BP also said Halliburton “has, at best, lost’’ computer data that undermine a claim that fatal channels formed in the cement because BP didn’t use enough centralizers.
Tommy Roth, vice president in charge of Halliburton’s cement operations, said in an e-mail three months after the blowout that a company computer model “demonstrates that there was no channeling in the Macondo well,’’ according to BP’s filing.
BP said that it didn’t get a copy of Roth’s message until July of this year and that it never received copies of the computer models Roth referenced.

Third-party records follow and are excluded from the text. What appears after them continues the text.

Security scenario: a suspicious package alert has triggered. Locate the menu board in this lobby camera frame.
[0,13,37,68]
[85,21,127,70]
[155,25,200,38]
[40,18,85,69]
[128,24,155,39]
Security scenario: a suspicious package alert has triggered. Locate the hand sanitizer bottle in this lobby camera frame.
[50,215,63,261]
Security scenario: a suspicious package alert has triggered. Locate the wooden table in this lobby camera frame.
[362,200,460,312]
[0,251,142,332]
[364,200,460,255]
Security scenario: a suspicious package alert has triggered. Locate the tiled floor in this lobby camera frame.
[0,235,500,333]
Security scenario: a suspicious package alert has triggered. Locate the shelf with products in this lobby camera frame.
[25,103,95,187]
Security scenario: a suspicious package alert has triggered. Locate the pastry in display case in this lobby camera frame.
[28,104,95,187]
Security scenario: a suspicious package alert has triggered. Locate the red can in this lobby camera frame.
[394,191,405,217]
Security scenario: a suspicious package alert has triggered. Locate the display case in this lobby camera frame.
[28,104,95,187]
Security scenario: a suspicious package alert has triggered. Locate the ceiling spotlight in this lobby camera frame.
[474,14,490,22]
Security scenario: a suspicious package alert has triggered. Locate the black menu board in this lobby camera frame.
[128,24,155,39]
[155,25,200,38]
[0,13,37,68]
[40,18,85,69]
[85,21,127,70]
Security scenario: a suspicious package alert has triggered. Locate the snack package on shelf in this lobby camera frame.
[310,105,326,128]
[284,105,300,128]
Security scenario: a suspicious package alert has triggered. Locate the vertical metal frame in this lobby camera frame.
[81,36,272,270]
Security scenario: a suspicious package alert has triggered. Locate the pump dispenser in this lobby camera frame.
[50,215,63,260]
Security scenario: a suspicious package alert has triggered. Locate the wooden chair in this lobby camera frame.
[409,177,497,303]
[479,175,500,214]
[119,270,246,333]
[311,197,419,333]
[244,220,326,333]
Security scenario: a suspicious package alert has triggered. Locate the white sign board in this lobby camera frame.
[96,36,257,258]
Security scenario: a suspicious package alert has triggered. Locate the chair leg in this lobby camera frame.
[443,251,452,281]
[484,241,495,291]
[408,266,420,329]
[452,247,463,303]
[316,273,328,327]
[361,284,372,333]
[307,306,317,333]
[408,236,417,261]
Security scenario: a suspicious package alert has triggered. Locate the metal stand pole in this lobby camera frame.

Instead, Halliburton told BP the computer modeling results at issue are “gone,’’ said BP.
BP asked U.S. District Judge Carl Barbier, who presides over the consolidated oil-spill litigation in New Orleans, to order Halliburton to give the computer used in the modeling to a third-party forensic data recovery firm, to see if the missing evidence can be recovered.
BP also asked Barbier to consider levying sanctions against Halliburton, such as barring the company from using certain evidence or defenses at trial or even dismissing its claims against BP.
The case is In Re: Oil Spill by the Oil Rig Deepwater Horizon in the Gulf of Mexico on April 20, 2010, MDL-2179, U.S. District Court, Eastern District of Louisiana (New Orleans).